File metadata and controls

564 lines (473 loc) · 21.1 KB

MinZ Iterator Implementation Status

Updated: 2026-03-02 — v0.19.5 (post register allocator overhaul)

E2E Verified (MZX --console-io)

Full pipeline: MinZ source -> parser -> semantic -> MIR optimizer -> fusion optimizer -> Z80 codegen -> asm peephole -> MZA -> MZX emulator. All 11 tests PASS with hex-verified output.
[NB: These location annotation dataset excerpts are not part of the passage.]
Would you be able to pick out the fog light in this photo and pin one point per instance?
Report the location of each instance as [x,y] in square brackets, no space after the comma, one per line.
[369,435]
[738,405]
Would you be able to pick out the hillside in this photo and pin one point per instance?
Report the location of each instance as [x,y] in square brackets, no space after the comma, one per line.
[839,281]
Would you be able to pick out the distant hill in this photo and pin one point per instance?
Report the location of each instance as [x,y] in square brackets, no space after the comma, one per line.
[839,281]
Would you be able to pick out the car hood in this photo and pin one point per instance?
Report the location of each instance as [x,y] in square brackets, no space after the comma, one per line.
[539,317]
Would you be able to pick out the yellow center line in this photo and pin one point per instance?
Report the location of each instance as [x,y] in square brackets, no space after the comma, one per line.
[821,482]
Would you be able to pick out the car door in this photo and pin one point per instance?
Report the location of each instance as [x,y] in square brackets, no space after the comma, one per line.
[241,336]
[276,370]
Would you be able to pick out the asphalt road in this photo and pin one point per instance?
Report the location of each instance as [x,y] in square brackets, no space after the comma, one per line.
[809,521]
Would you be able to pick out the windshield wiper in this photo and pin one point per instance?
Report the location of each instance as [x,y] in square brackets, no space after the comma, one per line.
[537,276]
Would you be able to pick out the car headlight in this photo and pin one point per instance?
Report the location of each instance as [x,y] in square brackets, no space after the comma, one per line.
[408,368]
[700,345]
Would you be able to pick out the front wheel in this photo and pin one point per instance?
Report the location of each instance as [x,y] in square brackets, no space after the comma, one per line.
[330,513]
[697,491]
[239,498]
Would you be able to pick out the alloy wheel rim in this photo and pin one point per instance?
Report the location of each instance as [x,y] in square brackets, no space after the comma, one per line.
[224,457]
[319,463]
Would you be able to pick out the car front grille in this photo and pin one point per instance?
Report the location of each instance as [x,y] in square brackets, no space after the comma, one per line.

Test Chain Expected Hex Status
iter_foreach arr.forEach(console_log) ABCDE\n 41424344450a PASS
iter_take arr.iter().take(3).forEach(console_log) ABC\n 4142430a PASS
iter_skip arr.iter().skip(2).forEach(console_log) CDE\n 4344450a PASS
iter_map_foreach arr.iter().map(double).forEach(console_log) doubled bytes 020406080a0a PASS
iter_filter_foreach arr.filter(is_big).forEach(console_log) DE\n 44450a PASS
iter_inline_filter arr.filter(|x| x > 67).forEach(console_log) DE\n 44450a PASS
iter_lambda_map arr.iter().map(|x| x+1).forEach(console_log) BCDEF\n 42434445460a PASS
iter_map_filter_foreach arr.map(double).filter(|x|x>5).forEach(log) 6,8,10,\n 06080a0a PASS
iter_filter_map_foreach arr.filter(|x|x>=67).map(add_one).forEach(log) DEF\n 4445460a PASS
iter_take_map_foreach arr.take(3).map(add_one).forEach(log) BCD\n 4243440a PASS
iter_bare_djnz arr.filter(|x| x > 3).forEach(console_log) \x04\x05\n 04050a PASS

Run: bash examples/e2e_iterators/run_e2e.sh


Performance After Register Allocator Overhaul

Measured via exact T-state counting in the Z80 emulator (E2E harness, regalloc_quality_test.go).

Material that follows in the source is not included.